According to these results, in our study, we observed that the more advanced stage of PD was with lower level of 25OHD (HY stages 1 to 1.5, 25OHD: 28.3 ± 1.4 versus HY stages 4 to 5, 25OHD: 20.3 ± 1.1); but this difference was not significant. Evatt et al. measured 25OHD levels at baseline and at final visits in a longitudinal cohort study and showed that throughout the progression of PD, the level of 25OHD levels did not decline, suggesting that lower circulating 25OHD levels are an accelerator instead of being an outcome of PD [10]. In our study, the observation of mildly significant higher levels of phosphorus and ALP related to higher scores of UPDRS III could be concluded to be the result of mild increased level of hypovitaminosis D in higher stages of PD.

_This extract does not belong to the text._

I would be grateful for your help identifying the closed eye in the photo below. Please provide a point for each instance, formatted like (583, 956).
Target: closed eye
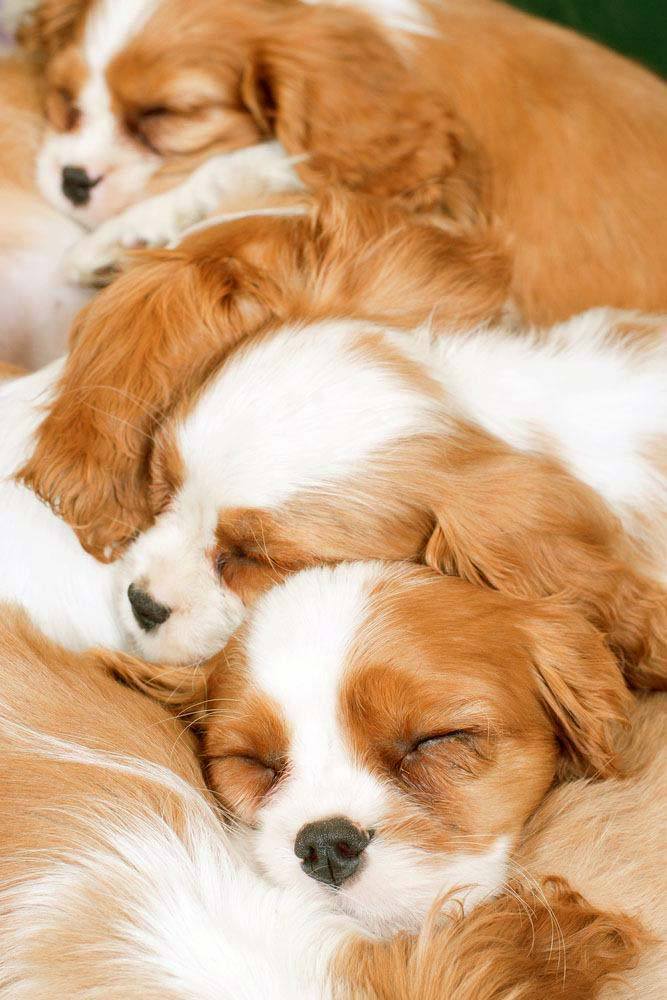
(455, 734)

Although both biological and epidemiological data show a contribution of vitamin D deficiency in PD development [21], it is not clear that this correlation is a direct effect or that suffering from a chronic disease has caused reduced mobility and has played a reasonable role in the high prevalence of vitamin D insufficiency [10, 13].

On the other hand, we assessed only 25OHD as an indicator of vitamin D and not 1, 25 OHD. The reason for this choice is related to long half-life of 2 to 3 weeks of 25OHD; it is the best marker of vitamin D status during the last 1 to 2 months, such as a glycosylated hemoglobin level that reflects glucose control [10].

There were several limitations to this study. First, the study design is cross-sectional. Second, the limited information on dietary intake of vitamin D is of potential concern, which could have explained why our patients have a higher concentration of vitamin D compared to previous studies.

5. Conclusion

In conclusion, these findings are consistent with the possibility that vitamin D status does not seem to deteriorate during the early disease stage of PD. Future studies are needed to be conducted on at-risk subjects or presymptomatic to elucidate the potential role of vitamin D insufficiency or deficiency in the pathogenesis or progression of PD.

Acknowledgment

This work was founded by Grant no. 290299 from the Deputy for Research, University of Medical Sciences, Isfahan, Iran.